Apabila gejala klinisnya hanya kolangitis dan kandung empedu terasa membesar, harus dicurigai
kemungkinan keganasan kandung empedu karena keadaan ini tidak biasa ditemukan pada
koledokolitiasis.
Pemeriksaan USG dan CT-scan dapat membantu menemukan tumor dan batu. Bila tumor masih
kecil, yang terlihat hanya batu empedu. Diagnosis prabedah yang tepat hanya 10%.
Diagnosis banding adalah kolesistolitiasis dan kolesistitis kronik, terutama bila ada dinding yang
fibrotic.
c. Tata Laksana
Pencegahan dengan melakukan kolesistektomi pada penderita kolelitiasis merupakan cara paling
baik. Cara ini terbukti menurunkan angka kejadian karsinoma kandung empedu.
Apabila ditemukan karsinoma kandung empedu waktu melakukan laparatomi, harus dilakukan
kolesistektomi dan reseksi baji hepar selebar 3-5 cm disertai diseksi kelnjat limfe regional di daerah
ligamentum hepatoduodenale. Reseksi lebih luas, sperti hemihepatektomi atau lobektomi tidak
memberikan hasil yang lebih baik.
5. Tumor Saluran Empedu
Insiden tumor ganas primer saluran empedu pada penderita dengan kolelithiasis dan tanpa
kolelithiasis pada penderita laki-laki atau perempuan tidak berbeda. Umur kejadian rata-rata 60
tahun, tetapi tidak jarang didapat pada usia muda.
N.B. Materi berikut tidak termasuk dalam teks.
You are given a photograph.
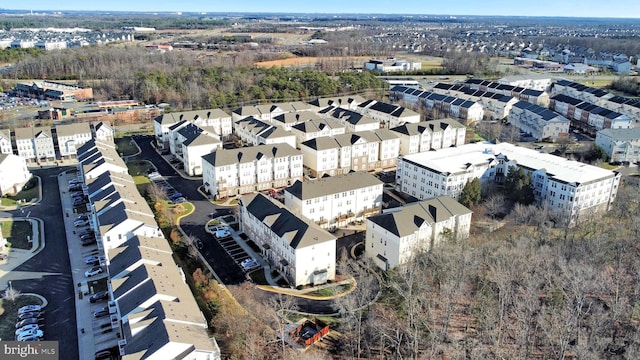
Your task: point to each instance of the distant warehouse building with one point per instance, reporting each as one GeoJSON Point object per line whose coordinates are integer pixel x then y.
{"type": "Point", "coordinates": [53, 91]}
Jenis tumor kebanyakan adenokarsinoma pada duktus hepatikus atau duktus koledokus. Gambaran
histologik tumor dapat murni sebagai adenokarsinoma, yang juga disebut kolangiokarsinoma, tetapi
dapat juga mirip jaringan parut atau kolangitis sklerotikans. Oleh karena itu, jaringan biopsy harus
cukup besar agar dapat dinilai dengan baik. Lebih kurang 10% dari tumor ini adalah
adenokarsinoma papiler yang membentuk masa besar di dalam lumen.
Metastasis kadang ditemukan sewaktu pembedahan, tetapi biasanya telah ada infiltrasi ke v.porta
dan a.hepatika. kalau terjadi metastasis pertama-tama akan ke hati dan kelenjar limf hillus.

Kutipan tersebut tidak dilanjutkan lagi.